Which she did; she stopped that very day, sweeping through the house to collect the cigarettes and matches and toss them in a bag and out the door, and soon enough the bandages came off, and what happened that summer night in the kitchen on Marvine Road faded from memory-a small and curious episode, but in the end an isolated occurrence, or so we thought, and certainly nothing to fret over. How did you get that scar? a friend might ask, passing her a drink at a party. That scar there on your hand? And for a moment Meredith would pause to examine it, to hold her hand before her face and turn it in the light like an old letter she’d found in the bottom of a drawer. Oh, this? she’d say, her voice brightening with recognition This scar? You know, it was the funniest thing, what happened, the strangest thing really; we’d just gotten home from a party-Harry, do you remember? That doctor with the awful breath. You always tell it better than I do.

Then Sam was sick, and what happened that night in the kitchen was mislaid, along with everything else. We were the parents of a sick child, a baby who would not grow, who still, as he passed his first birthday, wore the same clothing, the little T-shirts and fuzzy bags with arms, that we’d bought the week when he was born. It fell upon us swiftly, that awful year, beginning with an autumn cold that became bronchitis, which became pneumonia, and on and on-a period of time that seemed not to pass but to spread like spilled ink into a single, everlasting night of panic. No one understood what was happening; even the doctors could not explain it, not completely. His lungs were weak; there was something wrong with his liver; his heart, for no apparent reason, skipped every sixteenth beat. His body was a magnet for every kind of illness and infection. For a while we thought CF-cystic fibrosis. But the tests said no. Through the winter and spring he worsened: measles, strep throat, roseola with a blast of fever and convulsions; no childhood illness failed to touch him in those months. But when I remember that time, it’s not the frantic nighttime dashes to the hospital I think of, or even the long, white hours of the hospital, but odd, unrelated moments when I found myself alone. Dusting off the car in the driveway after a sudden snowfall, in case Sam needed to go to the doctor; standing by the electric doors of the emergency room to wait for news and watching a haze of spring rain floating through the lighted cones of the street lamps; sitting in the kitchen of my quiet house on a morning in July-a morning when our baby was actually home and well-and feeling, for the first time, that Sam would truly die. Other children Sam’s age would have been walking, saying their first words, learning to eat from a spoon. Our little boy was learning only how to leave us behind.
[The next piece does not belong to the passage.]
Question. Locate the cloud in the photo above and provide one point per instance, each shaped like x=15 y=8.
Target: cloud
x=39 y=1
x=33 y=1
He would be forty-five now, a grown man, if he had not died that fall. His final pneumonia took him quickly: a fever that rocketed skyward, the tiny, bottlelike lungs filling, coma, death within hours. After all he’d been through, it seemed a mercy, though of course that was an illusion, something to say to fill the silence of his missing life: the bicycle he would not ride, the books he would not read, the friends he would not have and the girl he would not kiss. The thousand pains and pleasures of his life, shelved in a tomb that the door of early death had sealed. No, there was no mercy in what happened to my boy at all. When he died, he weighed just eleven pounds.

It’s said that many marriages do not survive the loss of a child, that such grief is a room parents enter together but depart alone. I have no cause to argue the point, having sat in just that room. From that day forward we loved each other, Meredith and I, but we loved with broken hearts. And when, on a morning not long after we had buried Sam, I came into the kitchen to find Meredith standing at the window, cupping the curve of her stomach in a secret way that I alone understood, I knew we would go on.